Amiens(80) Pourquoi les six Conti espèrent la relaxe
Xavier Mathieu aux côtés de son avocate, sortant du tribunal correctionnel de Compiègne,
en septembre. Il vient d'apprendre qu'il est condamné à 5 mois de prison avec sursis.
(Photo DOMINIQUE TOUCHART)
Six salariés de l'usine de pneus de Clairoix sont jugés par la cour d'appel, aujourd'hui. Ils ont été condamnés en correctionnelle pour le saccage de la sous-préfecture de Compiègne. Leur leader plaide « le coup de colère non prémédité ».
Dix mois après la fermeture dans l'Oise de l'usine Continental de Clairoix (1 120 emplois), six ex-salariés de l'équipementier automobile seront à nouveau jugés aujourd'hui, à Amiens, pour le saccage de la sous-préfecture de Compiègne au printemps. Ils plaideront la relaxe. Leur leader, Xavier Mathieu, espère même que « l'État ne se constitue pas partie civile », au nom du droit à « la paix » des Conti. Explications.

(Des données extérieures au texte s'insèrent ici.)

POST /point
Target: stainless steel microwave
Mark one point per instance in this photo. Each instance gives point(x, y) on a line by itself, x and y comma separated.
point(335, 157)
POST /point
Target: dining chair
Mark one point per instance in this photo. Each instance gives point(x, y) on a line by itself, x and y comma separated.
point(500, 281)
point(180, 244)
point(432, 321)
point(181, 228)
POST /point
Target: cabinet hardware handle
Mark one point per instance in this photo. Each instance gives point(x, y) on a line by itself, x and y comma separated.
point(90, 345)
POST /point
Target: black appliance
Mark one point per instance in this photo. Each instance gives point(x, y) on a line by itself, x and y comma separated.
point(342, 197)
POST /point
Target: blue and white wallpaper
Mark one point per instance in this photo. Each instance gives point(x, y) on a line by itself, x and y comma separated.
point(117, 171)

Le 21 avril, 300 salariés de Continental envahissent la sous-préfecture de Compiègne. Le tribunal de grande instance de Sarreguemines vient de débouter le comité d'entreprise (CE), le comité central d'établissement (CCE) et l'intersyndicale CFDT/CGT/CFTC/FO/CGC qui réclament l'annulation du plan social de l'équipementier automobile. Après six semaines de mobilisation quotidienne sans accroc, c'est le dérapage. Trois bureaux de la sous-préfecture, dont celui du sous-préfet, sont mis à sac. Vitres, matériel informatique, téléphones, ascenseur, mobilier ; tout y passe. Même le buste de Marianne - symbole parmi les symboles - devra être remplacé.
C'est la question que se posent souvent les témoins du saccage. Ces sept-là (six hommes et une femme dont le leader cégétiste, Xavier Mathieu) ont été identifiés par la direction de l'usine sur les images de TF1, non floutées et utilisées par les juges du tribunal correctionnel de Compiègne, le 17 juillet. Selon leur avocate Marie-Laure Dufresne-Castets, ils sont sympathisants ou adhérents de la CGT. Devant le tribunal correctionnel, le 17 juillet, aucun n'a reconnu la casse. À peine certains se sont-ils rappelés avoir « bousculé un truc » ou « jeté des feuilles vierges ». Xavier Mathieu a plaidé « le coup de colère non prémédité ».
Un seul salarié est relaxé. Les six autres ont été condamnés à des peines de 3 à 5 mois de prison avec sursis pour « destruction de biens d'utilité publique en réunion ». Fait exceptionnel, les juges compiégnois les ont « solidairement » condamnés à rembourser les dégâts, estimés à 63 000 € par les pouvoirs publics, avant même l'audience sur intérêts civils. Très rapidement, le syndicat CGT de Continental, soutenu par l'extrême gauche et Lutte ouvrière, a placé le dossier sur le terrain politique et estimé que « ne pas faire appel, c'est reconnaître implicitement qu'on est des casseurs ». Selon leur avocate, la condamnation des six Conti équivaut au retour de la loi anticasseurs, abrogée par la gauche en novembre 1981. Votée en 1970, cette loi permettait de sanctionner « les instigateurs, les organisateurs ainsi que toute personne ayant figuré parmi les membres d'un groupe, qu'ils aient pris part ou non à des actions violentes contre les biens ou les personnes ».
Sur le plan juridique, beaucoup craignent - à l'instar des syndicats de la magistrature et des avocats de France - que la condamnation des six Conti contribue « à la pénalisation du mouvement social » et « anticipe le retour de la loi anticasseurs ». À droite, le sénateur maire UMP Philippe Marini a déjà réclamé « une jurisprudence Continental » applicable aux casseurs de lieux publics. À gauche, le Parti socialiste - par la voix de la conseillère régionale Laurence Rossignol - a plaidé pour un « geste d'apaisement » auprès de Nicolas Sarkozy.
À deux mois des régionales, le procès des six Conti devient une tribune politique pour toute la gauche, qui envoie ses principaux ténors comme témoins de moralité, au chevet d'un symbole : celui de « la classe ouvrière malmenée par le gouvernement ».